Alternate dimensions and mystical spiritualism make up most of the narrative of Doctor Strange; the fourteenth - and what proves to be the most experimental - addition to the Marvel Cinematic Universe since Ant-Man and Guardians of the Galaxy. Directed by Scott Derrickson - see Sinister – there's a lot to love about Marvel latest production, which offers just enough magic and psychedelic charm to make it a little different to the studio's well-established house style.

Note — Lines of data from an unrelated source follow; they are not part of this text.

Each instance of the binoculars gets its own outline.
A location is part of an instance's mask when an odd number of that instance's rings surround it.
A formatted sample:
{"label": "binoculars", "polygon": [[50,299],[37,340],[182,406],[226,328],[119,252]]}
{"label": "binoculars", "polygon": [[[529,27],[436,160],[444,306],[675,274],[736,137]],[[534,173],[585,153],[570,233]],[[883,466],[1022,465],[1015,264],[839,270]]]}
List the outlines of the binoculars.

Meet Stephen Strange (Cumberbatch not missing a beat); a high flying neurosurgeon who enjoys performing miracles on hopeless cases no one wants. However, his motivation to help is not as selfless as one might think as there is nothing more that the super doctor loves more than the fame and fortune that comes along with the job.

Unfortunately, his ego is soon silenced when Stephen's car is swerved off of the road late one night, damaging his hands in the process. After a series of surgeries, Stephen still finds himself impaired with severe nerve damage. Desperate to find a solution, Stephen travels to Nepal to seek help from the Ancient One (the marvellous Tilda Swinton); a spiritual mentor who helps her students by teaching them the way of Mystic Arts, something that naturally, Stephen initially refuses to accept. However, things soon change when Stephen finds a way to tap into his own hidden powers which are soon put to the test when Kaecilius (Mikkelsen) arrives to the scene.

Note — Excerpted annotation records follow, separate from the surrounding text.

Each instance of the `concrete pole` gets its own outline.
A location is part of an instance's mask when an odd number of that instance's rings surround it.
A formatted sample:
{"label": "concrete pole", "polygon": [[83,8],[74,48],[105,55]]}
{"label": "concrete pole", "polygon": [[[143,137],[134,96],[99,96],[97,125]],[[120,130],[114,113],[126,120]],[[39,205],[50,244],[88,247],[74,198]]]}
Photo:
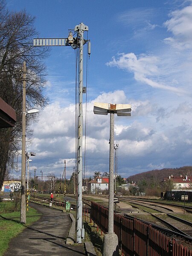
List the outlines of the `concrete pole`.
{"label": "concrete pole", "polygon": [[27,191],[29,192],[29,157],[27,156]]}
{"label": "concrete pole", "polygon": [[26,203],[25,198],[25,182],[26,158],[26,63],[23,62],[23,110],[22,110],[22,138],[21,154],[21,199],[20,203],[20,222],[26,223]]}
{"label": "concrete pole", "polygon": [[110,113],[110,144],[109,152],[109,234],[113,233],[114,214],[114,113]]}
{"label": "concrete pole", "polygon": [[78,141],[77,155],[78,193],[77,215],[76,220],[76,242],[82,242],[81,232],[82,220],[82,145],[83,145],[83,34],[84,25],[83,23],[79,24],[78,29],[78,38],[79,41],[79,85],[78,119]]}
{"label": "concrete pole", "polygon": [[113,233],[114,223],[114,115],[110,113],[110,144],[109,150],[109,215],[108,233],[104,236],[103,256],[119,256],[118,238]]}
{"label": "concrete pole", "polygon": [[[114,147],[115,148],[115,196],[116,196],[116,152],[117,149],[116,146]],[[116,204],[115,204],[116,206]]]}
{"label": "concrete pole", "polygon": [[66,161],[65,160],[64,161],[64,163],[65,164],[65,176],[64,176],[64,196],[65,196],[66,195]]}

The imaginative world-building of Doctor Strange is packed with colour and complexity which, unlike the straightforwardness of the studio's other superhero tales, is a unique feat for the production and the viewers alike. Delivered through trippy and mind-altering visuals, Doctor Strange is definitely one of the studio's most daring pictures, offering plenty of exciting and physics-bending action sequences that puts Christopher Nolan's Inception ­to shame.

Going from an arrogant doctor who saw the world through his own limited and highly egotistical viewpoint to a magical wizard who can bend time, Benedict Cumberbatch is a fantstic choice for the role. His cocky yet charming attitude is a perfect fit, despite the British actor struggling somewhat to sustain an American accent. Another great performance comes from the Tilda Swinton who, away from the white-washing controversy, brings a great deal of gravitas to her role. As for the rest of the cast, McAdams is pleasing enough, but just like Mikkelsen's Kaecilius, who plays Ancient One's former student, is not fully fleshed out.

All in all, it's a refreshingly weird and a fun addition to the MCU which although definitely on the strange side, doesn't stray too much from the superhero formula. Exciting, mind-bending and full of little twists, it will be most interesting to see where Doctor Strange is taken to next and how he will fit into the big picture of the Marvel Cinematic Universe.